Deatonville is a rural unincorporated community in the western part of Amelia County in the U.S. state of Virginia. It is located in Leigh District along SR 616 (S. Genito Road) at its junctions with SR 617 (E. Sayler's Creek Road to the west, St. James Road east). Deatonville straddles the boundary between ZIP codes 23083 (Jetersville) and 23966 (Rice). One segment of U.S. Bicycle Route 1 runs southwest from Richmond; this segment follows the entire length of SR 616 through Amelia County and passes through Deatonville.

==History==
===Name & post office===
For a time, in the early 1800s, the community was called Thompson's Tavern. A post office, originally with the spelling "Deatonsville", was first established in 1812 or 1813. It was one of the earliest in Amelia County, and, like many rural mail facilities of the era, operated only intermittently at first.

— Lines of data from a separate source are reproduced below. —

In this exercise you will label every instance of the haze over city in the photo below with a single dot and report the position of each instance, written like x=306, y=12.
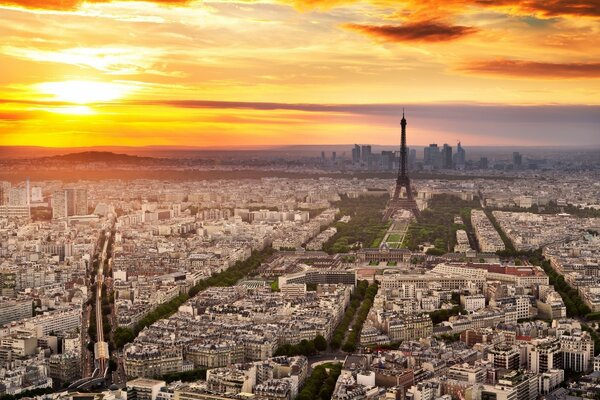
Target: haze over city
x=278, y=72
x=300, y=200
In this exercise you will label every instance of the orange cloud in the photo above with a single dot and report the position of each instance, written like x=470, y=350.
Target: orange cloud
x=547, y=8
x=535, y=69
x=69, y=5
x=427, y=31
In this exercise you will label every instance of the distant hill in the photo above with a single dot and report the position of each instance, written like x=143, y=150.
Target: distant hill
x=99, y=156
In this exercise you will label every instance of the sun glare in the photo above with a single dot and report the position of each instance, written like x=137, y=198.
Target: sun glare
x=83, y=92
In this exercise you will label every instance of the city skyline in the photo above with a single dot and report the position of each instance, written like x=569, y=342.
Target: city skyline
x=230, y=73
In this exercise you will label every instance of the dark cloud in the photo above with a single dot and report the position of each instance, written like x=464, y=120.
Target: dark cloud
x=550, y=8
x=534, y=69
x=424, y=31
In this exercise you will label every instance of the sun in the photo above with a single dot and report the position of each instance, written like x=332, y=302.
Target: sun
x=84, y=92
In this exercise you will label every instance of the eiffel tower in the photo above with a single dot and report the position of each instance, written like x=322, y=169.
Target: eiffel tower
x=397, y=203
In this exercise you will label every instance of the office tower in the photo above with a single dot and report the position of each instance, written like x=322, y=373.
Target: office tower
x=544, y=355
x=431, y=155
x=578, y=351
x=366, y=154
x=356, y=154
x=59, y=204
x=17, y=196
x=447, y=156
x=517, y=160
x=483, y=163
x=4, y=192
x=69, y=202
x=36, y=194
x=460, y=158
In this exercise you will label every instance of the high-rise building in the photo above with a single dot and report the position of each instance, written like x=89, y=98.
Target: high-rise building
x=366, y=154
x=447, y=156
x=17, y=196
x=4, y=191
x=517, y=160
x=505, y=357
x=36, y=194
x=356, y=154
x=578, y=351
x=460, y=158
x=514, y=385
x=483, y=163
x=431, y=155
x=544, y=355
x=59, y=204
x=69, y=202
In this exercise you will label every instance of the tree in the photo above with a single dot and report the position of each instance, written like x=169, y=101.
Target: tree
x=320, y=343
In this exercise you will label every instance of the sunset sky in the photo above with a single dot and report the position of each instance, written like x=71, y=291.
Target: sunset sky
x=268, y=72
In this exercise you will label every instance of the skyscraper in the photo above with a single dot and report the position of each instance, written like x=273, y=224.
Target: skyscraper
x=366, y=154
x=69, y=202
x=447, y=156
x=460, y=158
x=356, y=154
x=431, y=155
x=517, y=160
x=483, y=163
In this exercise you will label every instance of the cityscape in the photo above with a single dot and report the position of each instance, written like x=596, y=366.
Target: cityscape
x=300, y=200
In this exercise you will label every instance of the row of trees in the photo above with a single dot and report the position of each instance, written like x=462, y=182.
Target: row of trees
x=365, y=227
x=575, y=306
x=229, y=277
x=353, y=338
x=355, y=300
x=304, y=348
x=510, y=249
x=321, y=383
x=436, y=225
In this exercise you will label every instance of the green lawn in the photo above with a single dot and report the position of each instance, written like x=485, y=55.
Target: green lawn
x=394, y=237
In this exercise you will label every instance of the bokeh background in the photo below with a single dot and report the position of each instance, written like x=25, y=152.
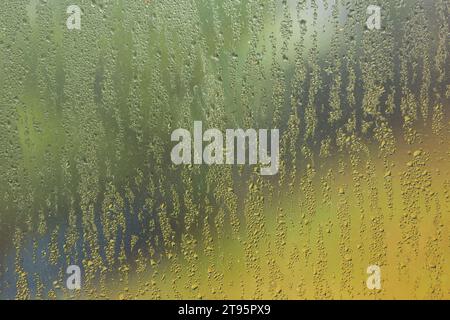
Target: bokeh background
x=86, y=177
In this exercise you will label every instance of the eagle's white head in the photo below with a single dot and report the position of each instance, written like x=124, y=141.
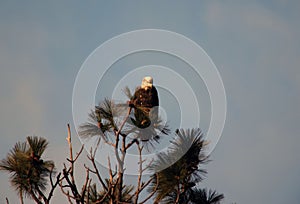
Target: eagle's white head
x=147, y=82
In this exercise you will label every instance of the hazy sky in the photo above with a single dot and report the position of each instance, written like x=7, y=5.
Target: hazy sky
x=254, y=44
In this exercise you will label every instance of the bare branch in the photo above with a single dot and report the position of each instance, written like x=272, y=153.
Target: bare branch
x=153, y=192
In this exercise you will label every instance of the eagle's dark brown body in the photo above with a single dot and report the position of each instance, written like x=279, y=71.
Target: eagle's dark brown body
x=146, y=102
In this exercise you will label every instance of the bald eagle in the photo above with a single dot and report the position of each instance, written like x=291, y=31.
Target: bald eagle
x=145, y=103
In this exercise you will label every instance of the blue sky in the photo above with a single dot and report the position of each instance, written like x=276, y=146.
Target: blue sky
x=254, y=44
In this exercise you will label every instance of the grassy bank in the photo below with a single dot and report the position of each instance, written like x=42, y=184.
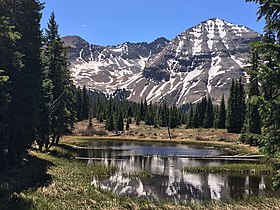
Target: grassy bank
x=235, y=168
x=233, y=147
x=54, y=180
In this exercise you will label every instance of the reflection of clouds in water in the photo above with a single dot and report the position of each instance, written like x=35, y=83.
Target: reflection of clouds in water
x=168, y=180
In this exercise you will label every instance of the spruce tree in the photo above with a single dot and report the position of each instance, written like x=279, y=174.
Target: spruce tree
x=236, y=107
x=173, y=117
x=221, y=121
x=268, y=74
x=120, y=124
x=9, y=61
x=78, y=96
x=209, y=115
x=190, y=118
x=25, y=88
x=63, y=105
x=232, y=109
x=85, y=103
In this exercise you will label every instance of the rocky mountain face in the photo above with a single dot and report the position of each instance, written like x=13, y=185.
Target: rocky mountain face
x=200, y=61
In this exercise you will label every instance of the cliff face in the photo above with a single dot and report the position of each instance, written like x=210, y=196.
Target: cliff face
x=200, y=61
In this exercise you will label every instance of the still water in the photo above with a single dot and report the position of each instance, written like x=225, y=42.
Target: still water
x=168, y=181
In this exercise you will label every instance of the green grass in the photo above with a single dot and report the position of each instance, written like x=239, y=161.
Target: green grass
x=240, y=168
x=228, y=148
x=54, y=180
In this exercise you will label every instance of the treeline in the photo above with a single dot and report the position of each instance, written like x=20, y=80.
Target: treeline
x=36, y=91
x=118, y=114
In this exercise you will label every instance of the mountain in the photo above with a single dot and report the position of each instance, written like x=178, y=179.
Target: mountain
x=200, y=61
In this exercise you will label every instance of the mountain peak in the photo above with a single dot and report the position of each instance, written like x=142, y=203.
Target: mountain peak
x=200, y=61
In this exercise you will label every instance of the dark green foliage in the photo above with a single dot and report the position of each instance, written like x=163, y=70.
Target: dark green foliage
x=79, y=99
x=110, y=125
x=9, y=61
x=252, y=124
x=221, y=121
x=190, y=123
x=209, y=115
x=266, y=69
x=150, y=115
x=252, y=139
x=173, y=117
x=85, y=104
x=236, y=107
x=63, y=105
x=25, y=86
x=120, y=124
x=44, y=124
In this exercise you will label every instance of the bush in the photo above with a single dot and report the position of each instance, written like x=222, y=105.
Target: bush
x=252, y=139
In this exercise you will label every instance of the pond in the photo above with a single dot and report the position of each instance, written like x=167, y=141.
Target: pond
x=168, y=181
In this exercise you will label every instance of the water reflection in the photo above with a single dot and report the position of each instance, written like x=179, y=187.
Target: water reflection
x=168, y=181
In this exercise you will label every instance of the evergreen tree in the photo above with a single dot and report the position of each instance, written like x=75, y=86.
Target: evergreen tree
x=196, y=116
x=149, y=120
x=236, y=107
x=120, y=124
x=85, y=103
x=44, y=124
x=128, y=121
x=78, y=96
x=25, y=88
x=202, y=111
x=268, y=74
x=221, y=121
x=173, y=119
x=252, y=122
x=216, y=116
x=110, y=125
x=190, y=118
x=63, y=106
x=209, y=115
x=9, y=61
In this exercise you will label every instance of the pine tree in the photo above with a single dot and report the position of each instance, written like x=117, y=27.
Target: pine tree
x=9, y=61
x=252, y=122
x=221, y=121
x=149, y=120
x=85, y=103
x=63, y=106
x=190, y=123
x=78, y=96
x=268, y=74
x=236, y=107
x=120, y=124
x=209, y=115
x=173, y=117
x=44, y=124
x=216, y=116
x=25, y=88
x=110, y=125
x=196, y=116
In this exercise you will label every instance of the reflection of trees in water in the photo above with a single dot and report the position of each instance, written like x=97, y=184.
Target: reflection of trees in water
x=169, y=182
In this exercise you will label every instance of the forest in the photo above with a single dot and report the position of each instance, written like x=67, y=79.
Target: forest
x=40, y=104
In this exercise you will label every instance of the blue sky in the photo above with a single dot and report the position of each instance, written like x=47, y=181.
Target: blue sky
x=110, y=22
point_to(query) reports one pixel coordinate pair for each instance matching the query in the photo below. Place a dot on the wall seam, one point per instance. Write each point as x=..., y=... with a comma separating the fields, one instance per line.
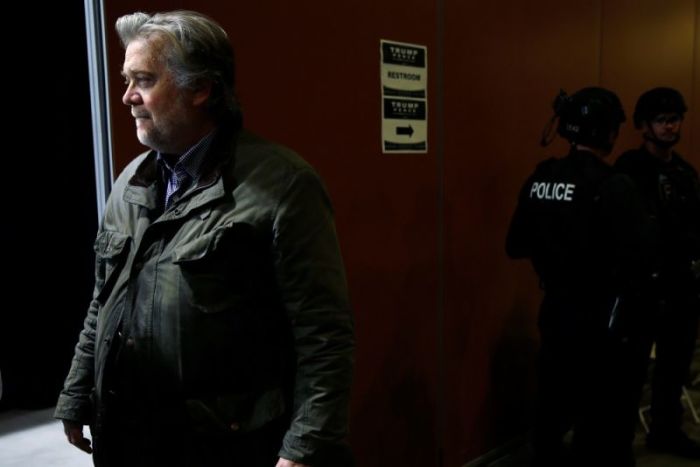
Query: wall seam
x=440, y=175
x=600, y=5
x=694, y=138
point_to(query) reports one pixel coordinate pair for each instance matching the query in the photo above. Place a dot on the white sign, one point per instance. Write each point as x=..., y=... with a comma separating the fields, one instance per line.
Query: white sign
x=404, y=69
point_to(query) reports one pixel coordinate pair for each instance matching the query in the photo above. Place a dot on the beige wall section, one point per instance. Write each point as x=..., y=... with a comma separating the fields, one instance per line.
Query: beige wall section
x=648, y=43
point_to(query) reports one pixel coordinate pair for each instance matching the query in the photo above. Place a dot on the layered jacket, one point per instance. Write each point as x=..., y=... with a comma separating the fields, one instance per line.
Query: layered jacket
x=230, y=304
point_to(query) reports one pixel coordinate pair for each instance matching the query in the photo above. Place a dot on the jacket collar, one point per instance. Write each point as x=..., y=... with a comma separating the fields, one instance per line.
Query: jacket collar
x=145, y=188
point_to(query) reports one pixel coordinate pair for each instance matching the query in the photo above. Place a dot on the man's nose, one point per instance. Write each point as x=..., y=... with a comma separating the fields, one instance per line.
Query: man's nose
x=130, y=97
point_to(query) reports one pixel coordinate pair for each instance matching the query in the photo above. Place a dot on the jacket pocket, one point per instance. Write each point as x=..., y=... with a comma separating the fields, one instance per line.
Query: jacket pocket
x=111, y=251
x=218, y=269
x=235, y=413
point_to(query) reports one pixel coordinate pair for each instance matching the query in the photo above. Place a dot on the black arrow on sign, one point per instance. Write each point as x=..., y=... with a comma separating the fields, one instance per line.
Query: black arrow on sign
x=404, y=130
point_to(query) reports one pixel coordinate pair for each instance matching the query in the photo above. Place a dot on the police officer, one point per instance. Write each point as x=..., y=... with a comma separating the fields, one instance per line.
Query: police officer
x=671, y=193
x=580, y=223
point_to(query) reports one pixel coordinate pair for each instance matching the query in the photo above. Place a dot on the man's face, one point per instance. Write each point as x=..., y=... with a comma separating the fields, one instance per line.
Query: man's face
x=162, y=110
x=665, y=128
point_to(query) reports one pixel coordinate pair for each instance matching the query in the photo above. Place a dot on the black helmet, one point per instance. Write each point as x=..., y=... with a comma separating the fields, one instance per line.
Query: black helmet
x=588, y=116
x=658, y=101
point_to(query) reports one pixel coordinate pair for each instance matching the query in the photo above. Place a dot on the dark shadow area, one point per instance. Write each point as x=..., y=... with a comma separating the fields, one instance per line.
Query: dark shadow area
x=49, y=204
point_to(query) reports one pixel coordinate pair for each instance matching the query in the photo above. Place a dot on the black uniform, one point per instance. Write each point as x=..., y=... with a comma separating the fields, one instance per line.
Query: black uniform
x=671, y=192
x=581, y=223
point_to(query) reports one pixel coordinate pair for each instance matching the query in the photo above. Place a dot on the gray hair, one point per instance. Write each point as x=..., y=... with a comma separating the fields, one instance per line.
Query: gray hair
x=197, y=51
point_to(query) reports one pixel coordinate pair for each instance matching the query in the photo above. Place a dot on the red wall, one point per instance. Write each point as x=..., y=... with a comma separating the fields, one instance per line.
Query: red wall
x=445, y=322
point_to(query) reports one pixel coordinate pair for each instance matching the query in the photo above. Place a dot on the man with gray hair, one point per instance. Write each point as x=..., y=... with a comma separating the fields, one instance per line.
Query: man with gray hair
x=219, y=332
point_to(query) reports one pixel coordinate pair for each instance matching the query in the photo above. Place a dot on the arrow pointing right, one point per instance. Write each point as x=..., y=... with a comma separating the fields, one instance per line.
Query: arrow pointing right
x=404, y=130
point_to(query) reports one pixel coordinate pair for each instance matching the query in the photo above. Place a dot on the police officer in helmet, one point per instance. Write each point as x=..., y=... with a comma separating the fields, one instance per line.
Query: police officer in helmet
x=671, y=193
x=580, y=224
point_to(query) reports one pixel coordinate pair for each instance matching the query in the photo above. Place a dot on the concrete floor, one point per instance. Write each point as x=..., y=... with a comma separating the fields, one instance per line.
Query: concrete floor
x=35, y=439
x=645, y=458
x=32, y=438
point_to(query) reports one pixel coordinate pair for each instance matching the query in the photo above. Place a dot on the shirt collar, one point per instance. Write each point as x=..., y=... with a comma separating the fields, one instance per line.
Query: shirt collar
x=192, y=160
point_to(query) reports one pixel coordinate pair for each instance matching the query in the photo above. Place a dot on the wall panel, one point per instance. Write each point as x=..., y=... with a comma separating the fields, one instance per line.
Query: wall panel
x=647, y=43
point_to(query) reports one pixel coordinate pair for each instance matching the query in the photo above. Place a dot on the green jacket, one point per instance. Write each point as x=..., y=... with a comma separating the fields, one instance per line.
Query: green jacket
x=231, y=303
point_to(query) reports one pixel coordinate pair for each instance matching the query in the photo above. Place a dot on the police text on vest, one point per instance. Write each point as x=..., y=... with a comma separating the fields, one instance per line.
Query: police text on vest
x=552, y=191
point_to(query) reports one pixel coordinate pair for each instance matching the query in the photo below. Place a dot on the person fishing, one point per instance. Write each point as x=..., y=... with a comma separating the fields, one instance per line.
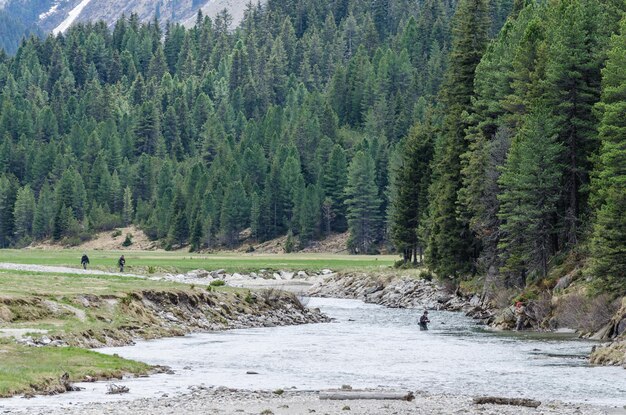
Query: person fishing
x=424, y=320
x=121, y=262
x=520, y=316
x=84, y=261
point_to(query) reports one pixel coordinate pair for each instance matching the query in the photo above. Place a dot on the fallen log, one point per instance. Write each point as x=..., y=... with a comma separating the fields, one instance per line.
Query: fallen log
x=352, y=395
x=113, y=389
x=531, y=403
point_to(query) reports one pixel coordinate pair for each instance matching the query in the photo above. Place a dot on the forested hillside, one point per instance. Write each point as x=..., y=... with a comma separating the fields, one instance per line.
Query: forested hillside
x=417, y=125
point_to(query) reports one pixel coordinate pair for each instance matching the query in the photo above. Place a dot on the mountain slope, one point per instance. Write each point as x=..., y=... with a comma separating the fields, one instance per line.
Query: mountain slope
x=21, y=18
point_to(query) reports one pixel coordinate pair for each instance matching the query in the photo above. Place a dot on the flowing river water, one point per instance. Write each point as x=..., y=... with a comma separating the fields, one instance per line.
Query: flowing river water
x=369, y=346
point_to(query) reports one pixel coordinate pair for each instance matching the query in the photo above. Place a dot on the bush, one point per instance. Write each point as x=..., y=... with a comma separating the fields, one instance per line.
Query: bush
x=249, y=299
x=289, y=243
x=585, y=314
x=425, y=275
x=129, y=240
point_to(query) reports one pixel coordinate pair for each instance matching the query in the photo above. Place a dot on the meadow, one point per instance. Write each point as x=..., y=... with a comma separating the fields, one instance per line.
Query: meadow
x=148, y=262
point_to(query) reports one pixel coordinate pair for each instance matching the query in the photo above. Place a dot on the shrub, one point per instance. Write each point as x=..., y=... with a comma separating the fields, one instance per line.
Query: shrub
x=129, y=240
x=249, y=298
x=289, y=243
x=425, y=275
x=584, y=313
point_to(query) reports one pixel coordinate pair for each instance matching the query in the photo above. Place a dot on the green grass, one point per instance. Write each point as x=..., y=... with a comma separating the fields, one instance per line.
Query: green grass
x=43, y=284
x=160, y=261
x=37, y=369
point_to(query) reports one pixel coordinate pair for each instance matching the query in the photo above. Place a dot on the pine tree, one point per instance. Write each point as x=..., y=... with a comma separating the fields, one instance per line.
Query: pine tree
x=572, y=89
x=127, y=207
x=608, y=242
x=255, y=215
x=451, y=246
x=43, y=220
x=8, y=193
x=334, y=184
x=364, y=221
x=24, y=213
x=528, y=203
x=411, y=181
x=309, y=215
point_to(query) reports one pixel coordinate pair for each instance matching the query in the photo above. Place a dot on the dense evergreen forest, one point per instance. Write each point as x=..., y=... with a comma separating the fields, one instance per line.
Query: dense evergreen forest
x=487, y=137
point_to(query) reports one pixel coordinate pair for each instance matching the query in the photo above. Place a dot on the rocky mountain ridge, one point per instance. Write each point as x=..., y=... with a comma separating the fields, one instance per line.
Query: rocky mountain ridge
x=56, y=16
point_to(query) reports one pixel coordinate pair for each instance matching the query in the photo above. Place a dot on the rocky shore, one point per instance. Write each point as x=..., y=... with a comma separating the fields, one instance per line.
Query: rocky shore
x=152, y=314
x=395, y=291
x=224, y=401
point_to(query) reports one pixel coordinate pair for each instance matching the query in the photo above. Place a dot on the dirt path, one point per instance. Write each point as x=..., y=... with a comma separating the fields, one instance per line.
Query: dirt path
x=61, y=270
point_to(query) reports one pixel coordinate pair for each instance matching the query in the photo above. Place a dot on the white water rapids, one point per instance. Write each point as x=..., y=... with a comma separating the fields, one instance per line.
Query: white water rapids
x=369, y=346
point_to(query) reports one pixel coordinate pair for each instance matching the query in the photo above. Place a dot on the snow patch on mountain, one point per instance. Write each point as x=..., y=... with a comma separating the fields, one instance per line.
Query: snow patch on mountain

By the late 1800s, tens of thousands of such small post offices dotted the American countryside, and Deatonville continued to be noted as a post village (often listed with the alternative spelling) in gazetteers at the turn of the 20th century and even into the 1920s. The latter reference likely was dated, however, since most of these "fourth class" postal facilities were closed in the early 1900s after the advent of rural free delivery.

===Sandy Creek Church===
Sandy Creek Baptist Church, on Route 617, claims to be the oldest Baptist church in Amelia County and one of the oldest in the state, having been established in 1771. The original one-room building survived the Civil War but burned down in 1908. The current structure was dedicated in 1910, and has been expanded since. In 2022 the pastor, Tom Campbell, was killed on his way to the church when his motorcycle was struck by another vehicle.

===Civil War===
Deatonville lies along the route followed by Confederate general Robert E. Lee and his army in their westward retreat during the Civil War, just days before the surrender to Ulysses S. Grant at Appomattox on April 9, 1865. Some of the most desperate fighting of the war occurred near Deatonville. Numerous roadside historical marker signs line the route, including one at Deatonville that reads as follows:

During this day [April 6], the entire Confederate line [marched] west on the Rice–Deatonville Road toward Farmville. Constantly pressing Lee's rearguard, Union troops [fought] a brief action at every turn. These delays would eventually lead to the [[Battle of Sayler's Creek|Battle of [Sayler's] Creek]].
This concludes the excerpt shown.